Los padres, a través de la educación
cristiana, ayudan a que los propios hijos se hagan más
conscientes cada día del don recibido de la fe, mientras se
inician gradualmente en el conocimiento del misterio de la
salvación, se forman para vivir según el hombre nuevo en
justicia y santidad de verdad y contribuyen al crecimiento del
Cuerpo místico. En la familia todos los miembros evangelizan
y son evangelizados.
Evangelización en la familia
En
virtud del ministerio de la educación de los padres, mediante
el testimonio de su vida son los primeros mensajeros del
Evangelio ante los hijos. Es más, rezando con los hijos,
dedicándose con ellos a la lectura de la Palabra de Dios e
introduciéndoles en la intimidad del Cuerpo de Cristo
mediante la iniciación cristiana, llegan a ser más
plenamente padres. Uno de los campos en los que la familia es
insustituible es el de la educación religiosa, gracias a la
cual la familia crece como “iglesia doméstica”. La
educación religiosa y la catequesis de los hijos sitúan a la
familia en el ámbito de la Iglesia como un verdadero sujeto
de evangelización y de apostolado.

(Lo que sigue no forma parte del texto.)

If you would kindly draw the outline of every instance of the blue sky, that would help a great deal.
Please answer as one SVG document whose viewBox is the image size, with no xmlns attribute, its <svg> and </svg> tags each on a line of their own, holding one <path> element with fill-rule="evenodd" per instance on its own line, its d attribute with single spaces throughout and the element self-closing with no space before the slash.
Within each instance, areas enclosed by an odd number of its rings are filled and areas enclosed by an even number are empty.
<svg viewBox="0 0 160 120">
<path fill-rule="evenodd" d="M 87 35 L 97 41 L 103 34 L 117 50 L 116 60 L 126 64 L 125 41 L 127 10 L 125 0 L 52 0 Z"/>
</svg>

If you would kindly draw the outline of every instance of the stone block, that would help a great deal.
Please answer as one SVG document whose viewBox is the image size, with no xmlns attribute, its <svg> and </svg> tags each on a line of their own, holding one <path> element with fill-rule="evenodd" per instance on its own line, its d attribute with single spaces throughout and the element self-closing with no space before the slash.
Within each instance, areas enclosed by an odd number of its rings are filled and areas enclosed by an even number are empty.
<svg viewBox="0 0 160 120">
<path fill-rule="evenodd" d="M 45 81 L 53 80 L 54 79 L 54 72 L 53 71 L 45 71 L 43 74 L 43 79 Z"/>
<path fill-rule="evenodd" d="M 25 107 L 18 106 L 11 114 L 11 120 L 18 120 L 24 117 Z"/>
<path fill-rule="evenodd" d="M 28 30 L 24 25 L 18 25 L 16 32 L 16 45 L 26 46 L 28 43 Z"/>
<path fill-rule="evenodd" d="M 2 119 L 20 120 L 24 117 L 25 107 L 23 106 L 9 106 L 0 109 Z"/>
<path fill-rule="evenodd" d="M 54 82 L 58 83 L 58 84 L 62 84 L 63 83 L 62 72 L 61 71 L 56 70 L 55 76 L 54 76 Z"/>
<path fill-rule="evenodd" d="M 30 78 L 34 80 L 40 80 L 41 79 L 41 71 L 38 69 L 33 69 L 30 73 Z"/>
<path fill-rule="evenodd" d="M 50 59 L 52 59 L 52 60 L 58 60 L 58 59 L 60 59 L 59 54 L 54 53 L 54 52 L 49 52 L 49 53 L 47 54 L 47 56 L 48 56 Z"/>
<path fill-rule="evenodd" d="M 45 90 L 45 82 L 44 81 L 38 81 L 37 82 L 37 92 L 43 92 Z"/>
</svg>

Es un derecho relacionado
íntimamente con el principio de la libertad religiosa.
Ayuda
de otras instituciones
Las familias y, más concretamente los
padres, tienen la libre facultad de escoger para sus hijos un
determinado modelo de educación religiosa y moral de acuerdo
con las propias convicciones. Pero incluso cuando confían
estos cometidos a instituciones eclesiásticas o escuelas
dirigidas por personal religioso, es necesario que su
presencia educativa siga siendo constante y activa.
A fin de que los padres cristianos
puedan cumplir dignamente su ministerio educativo, el Estado y
la Iglesia tienen la obligación de dar a las familias todas
las ayudas posibles para que puedan ejercer adecuadamente sus
funciones educativas. Se subraya la exigencia de una
particular solidaridad entre las familias que puede expresarse
mediante diversas formas organizativas como las
“asociaciones de familias para las familias”. Es
importante que las familias traten de construir entre ellas
lazos de solidaridad. Esto les permite prestarse mutuamente un
servicio educativo común: los padres son educados por medio
de otros padres, los hijos por medio de otros hijos. Se crea
así una peculiar tradición educativa que encuentra su fuerza
en el carácter de la familia “iglesia doméstica”.